Intanto è risultato negativo al coronavirus il 17enne italiano rimasto a Wuhan perché aveva la febbre. Dovrebbe quindi rientrare presto in Italia. C’è invece un caso sospetto a Livorno per un uomo proveniente da Shangai. 
Intanto si sono aggravate le condizioni dei due turisti settantenni cinesi ricoverati allo Spallanzani di Roma con il coronavirus accertato. I due, riferiscono i medici, «nelle ultime ore hanno avuto un aggravamento delle condizioni cliniche a causa di una insufficienza respiratoria». Pertanto, spiegano i medici, è stato necessario un supporto respiratorio in terapia intensiva.
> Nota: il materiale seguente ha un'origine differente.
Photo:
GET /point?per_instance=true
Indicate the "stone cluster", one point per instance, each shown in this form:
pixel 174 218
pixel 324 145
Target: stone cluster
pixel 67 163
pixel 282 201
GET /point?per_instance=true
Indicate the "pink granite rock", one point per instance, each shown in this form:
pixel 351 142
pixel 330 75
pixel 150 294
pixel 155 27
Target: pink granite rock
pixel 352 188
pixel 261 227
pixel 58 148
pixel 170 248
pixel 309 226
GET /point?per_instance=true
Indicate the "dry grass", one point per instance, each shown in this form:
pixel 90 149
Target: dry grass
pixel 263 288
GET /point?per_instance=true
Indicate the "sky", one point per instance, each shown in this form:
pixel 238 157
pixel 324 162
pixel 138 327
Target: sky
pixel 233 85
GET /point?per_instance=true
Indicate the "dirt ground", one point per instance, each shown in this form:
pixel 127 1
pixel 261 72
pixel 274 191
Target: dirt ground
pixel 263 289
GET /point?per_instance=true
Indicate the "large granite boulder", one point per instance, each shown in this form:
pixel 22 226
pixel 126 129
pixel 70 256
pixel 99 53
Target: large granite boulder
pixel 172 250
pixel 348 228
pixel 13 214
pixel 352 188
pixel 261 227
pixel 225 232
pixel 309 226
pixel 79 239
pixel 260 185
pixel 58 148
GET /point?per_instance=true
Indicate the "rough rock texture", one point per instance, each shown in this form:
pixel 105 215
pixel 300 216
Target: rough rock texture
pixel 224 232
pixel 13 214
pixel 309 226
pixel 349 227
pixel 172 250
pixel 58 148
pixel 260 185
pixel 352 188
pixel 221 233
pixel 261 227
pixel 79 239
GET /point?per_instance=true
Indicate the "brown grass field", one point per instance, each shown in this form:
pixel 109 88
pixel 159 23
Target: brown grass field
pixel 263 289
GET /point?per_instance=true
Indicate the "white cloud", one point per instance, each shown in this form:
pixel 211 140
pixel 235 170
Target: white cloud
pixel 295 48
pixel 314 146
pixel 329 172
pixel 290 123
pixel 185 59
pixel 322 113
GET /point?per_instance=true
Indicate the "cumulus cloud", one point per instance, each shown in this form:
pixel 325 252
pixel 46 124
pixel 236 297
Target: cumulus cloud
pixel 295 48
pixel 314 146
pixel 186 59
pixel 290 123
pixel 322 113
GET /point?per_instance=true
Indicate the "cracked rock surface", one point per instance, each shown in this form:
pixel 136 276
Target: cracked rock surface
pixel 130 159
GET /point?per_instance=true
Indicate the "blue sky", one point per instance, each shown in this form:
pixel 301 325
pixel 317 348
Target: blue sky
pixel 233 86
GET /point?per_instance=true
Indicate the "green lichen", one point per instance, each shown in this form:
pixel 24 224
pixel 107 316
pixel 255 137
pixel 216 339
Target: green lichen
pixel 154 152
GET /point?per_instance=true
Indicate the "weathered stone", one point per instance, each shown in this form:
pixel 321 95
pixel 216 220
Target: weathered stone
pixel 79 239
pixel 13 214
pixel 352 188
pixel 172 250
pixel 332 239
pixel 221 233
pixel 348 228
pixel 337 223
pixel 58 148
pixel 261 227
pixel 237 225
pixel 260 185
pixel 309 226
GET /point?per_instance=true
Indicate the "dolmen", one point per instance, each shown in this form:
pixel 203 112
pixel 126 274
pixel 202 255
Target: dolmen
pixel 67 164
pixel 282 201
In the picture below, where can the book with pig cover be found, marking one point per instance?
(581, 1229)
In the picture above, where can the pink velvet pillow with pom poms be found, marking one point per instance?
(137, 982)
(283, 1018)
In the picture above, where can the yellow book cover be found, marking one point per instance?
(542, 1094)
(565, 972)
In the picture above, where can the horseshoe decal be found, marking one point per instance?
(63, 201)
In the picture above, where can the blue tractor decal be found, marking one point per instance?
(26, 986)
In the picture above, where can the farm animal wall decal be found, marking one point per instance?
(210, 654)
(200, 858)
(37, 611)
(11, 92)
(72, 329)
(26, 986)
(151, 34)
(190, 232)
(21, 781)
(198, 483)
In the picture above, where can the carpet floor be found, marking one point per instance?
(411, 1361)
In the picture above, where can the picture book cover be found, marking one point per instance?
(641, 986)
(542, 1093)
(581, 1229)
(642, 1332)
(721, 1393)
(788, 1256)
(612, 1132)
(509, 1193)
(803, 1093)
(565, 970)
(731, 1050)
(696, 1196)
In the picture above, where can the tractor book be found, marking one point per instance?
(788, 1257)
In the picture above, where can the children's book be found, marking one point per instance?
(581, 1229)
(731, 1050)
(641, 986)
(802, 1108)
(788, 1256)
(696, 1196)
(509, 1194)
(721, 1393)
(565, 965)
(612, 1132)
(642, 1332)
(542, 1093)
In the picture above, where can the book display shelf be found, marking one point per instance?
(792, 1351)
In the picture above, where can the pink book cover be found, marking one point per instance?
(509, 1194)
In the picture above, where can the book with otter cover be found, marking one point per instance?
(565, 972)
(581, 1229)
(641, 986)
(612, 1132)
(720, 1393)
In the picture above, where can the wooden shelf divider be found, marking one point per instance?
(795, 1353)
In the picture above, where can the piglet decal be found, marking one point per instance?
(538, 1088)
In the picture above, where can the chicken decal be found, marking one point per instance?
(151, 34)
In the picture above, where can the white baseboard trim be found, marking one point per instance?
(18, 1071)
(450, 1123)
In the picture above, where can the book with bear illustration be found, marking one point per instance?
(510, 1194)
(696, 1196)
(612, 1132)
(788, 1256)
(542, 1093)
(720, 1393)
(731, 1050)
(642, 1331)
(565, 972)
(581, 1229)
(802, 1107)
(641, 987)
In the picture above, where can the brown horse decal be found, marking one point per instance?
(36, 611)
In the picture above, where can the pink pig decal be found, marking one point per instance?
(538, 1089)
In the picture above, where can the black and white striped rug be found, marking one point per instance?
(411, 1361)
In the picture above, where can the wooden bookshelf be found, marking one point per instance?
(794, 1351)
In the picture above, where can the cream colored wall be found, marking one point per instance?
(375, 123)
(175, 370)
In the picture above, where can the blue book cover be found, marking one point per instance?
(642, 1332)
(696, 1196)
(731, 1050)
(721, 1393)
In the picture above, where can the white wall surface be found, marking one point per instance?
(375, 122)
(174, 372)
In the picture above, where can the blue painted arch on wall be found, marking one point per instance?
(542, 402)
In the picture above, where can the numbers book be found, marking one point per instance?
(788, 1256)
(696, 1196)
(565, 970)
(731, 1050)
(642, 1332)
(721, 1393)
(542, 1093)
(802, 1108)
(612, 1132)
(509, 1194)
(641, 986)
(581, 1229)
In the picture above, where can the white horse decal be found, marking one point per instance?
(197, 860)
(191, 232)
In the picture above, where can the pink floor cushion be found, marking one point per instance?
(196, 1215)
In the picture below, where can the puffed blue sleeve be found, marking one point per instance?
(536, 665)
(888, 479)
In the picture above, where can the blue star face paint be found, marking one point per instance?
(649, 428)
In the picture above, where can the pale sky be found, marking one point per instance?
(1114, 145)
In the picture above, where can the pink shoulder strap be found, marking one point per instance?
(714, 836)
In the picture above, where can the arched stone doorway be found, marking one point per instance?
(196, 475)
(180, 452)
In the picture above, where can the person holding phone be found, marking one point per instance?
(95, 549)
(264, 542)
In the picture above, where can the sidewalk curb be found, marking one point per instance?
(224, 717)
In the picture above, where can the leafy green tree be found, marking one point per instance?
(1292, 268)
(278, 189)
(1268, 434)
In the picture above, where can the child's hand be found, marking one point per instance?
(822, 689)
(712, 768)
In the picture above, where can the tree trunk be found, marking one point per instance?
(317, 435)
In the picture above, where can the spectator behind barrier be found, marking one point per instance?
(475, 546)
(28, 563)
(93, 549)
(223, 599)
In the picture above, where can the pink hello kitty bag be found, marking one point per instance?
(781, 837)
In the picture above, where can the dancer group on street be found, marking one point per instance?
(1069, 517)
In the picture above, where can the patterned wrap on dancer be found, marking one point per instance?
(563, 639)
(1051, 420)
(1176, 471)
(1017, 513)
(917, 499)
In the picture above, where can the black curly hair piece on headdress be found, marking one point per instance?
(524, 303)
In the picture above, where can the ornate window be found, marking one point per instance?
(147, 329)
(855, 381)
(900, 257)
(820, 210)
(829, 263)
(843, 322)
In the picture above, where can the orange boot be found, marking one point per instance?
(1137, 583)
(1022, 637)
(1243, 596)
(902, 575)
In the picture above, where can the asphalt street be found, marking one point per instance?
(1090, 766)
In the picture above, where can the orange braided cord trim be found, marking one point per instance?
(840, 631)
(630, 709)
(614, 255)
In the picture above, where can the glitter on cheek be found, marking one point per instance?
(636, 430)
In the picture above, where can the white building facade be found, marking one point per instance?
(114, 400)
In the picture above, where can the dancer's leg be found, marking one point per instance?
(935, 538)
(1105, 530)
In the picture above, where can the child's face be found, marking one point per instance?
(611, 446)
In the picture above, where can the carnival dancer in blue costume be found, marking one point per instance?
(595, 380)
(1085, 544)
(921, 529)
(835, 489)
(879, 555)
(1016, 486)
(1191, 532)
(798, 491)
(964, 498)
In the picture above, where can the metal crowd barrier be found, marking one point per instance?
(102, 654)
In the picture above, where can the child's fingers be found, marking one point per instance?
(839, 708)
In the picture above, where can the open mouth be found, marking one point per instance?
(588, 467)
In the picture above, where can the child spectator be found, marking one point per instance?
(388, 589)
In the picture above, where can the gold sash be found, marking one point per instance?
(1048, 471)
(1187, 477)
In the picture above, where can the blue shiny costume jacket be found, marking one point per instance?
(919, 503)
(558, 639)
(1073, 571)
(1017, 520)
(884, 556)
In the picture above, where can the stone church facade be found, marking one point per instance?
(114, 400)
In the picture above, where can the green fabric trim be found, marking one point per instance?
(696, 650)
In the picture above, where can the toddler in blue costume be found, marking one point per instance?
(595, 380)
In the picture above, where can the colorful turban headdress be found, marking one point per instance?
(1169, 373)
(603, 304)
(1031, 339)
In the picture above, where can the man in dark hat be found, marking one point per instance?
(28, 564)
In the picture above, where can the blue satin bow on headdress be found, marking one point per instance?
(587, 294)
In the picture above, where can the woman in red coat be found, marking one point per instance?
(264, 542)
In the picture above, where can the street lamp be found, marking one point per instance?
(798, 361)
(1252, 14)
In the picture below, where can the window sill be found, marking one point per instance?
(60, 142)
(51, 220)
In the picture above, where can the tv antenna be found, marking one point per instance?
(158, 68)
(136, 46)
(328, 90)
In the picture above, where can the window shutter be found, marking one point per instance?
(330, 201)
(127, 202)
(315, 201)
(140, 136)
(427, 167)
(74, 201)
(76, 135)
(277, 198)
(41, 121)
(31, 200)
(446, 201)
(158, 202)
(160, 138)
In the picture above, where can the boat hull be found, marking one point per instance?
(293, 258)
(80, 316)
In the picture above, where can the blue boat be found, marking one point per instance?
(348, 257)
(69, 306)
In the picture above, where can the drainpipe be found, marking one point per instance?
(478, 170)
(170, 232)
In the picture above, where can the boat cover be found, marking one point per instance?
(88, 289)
Nel mondo intanto non cessa l’allarme. È fuga dalla Cina dove il coronavirus continua a diffondersi: con 427 morti e 20.645 contagi, oltre 3.200 solo nelle ultime 24 ore, Francia, Gran Bretagna e Germania hanno consigliato i rispettivi cittadini a lasciare il Paese, anche alle luce di ulteriori future complicazioni ai trasporti. Il tasso di mortalità intanto si è ridotto al 2,1% ma a Hong Kong si è registrato il secondo decesso fuori dalla Cina continentale. 
Intanto il medico 34enne che fu il primo a lanciare l’allarme della diffusione della nuova epidemia, e che è stato prima perseguito e poi riabilitato dalle autorità, una volta riammesso in corsia è stato anche lui contagiato. 
Pechino, che continua a tenere in quarantena oltre 60 milioni di persone, ha licenziato il vice direttore della Croce rossa dello Hubei. Crescono però le complicanze economiche: in alcune località inizia a scarseggiare il cibo, mentre anche all’estero le fabbriche si fermano perché mancano le componenti prodotte in Cina.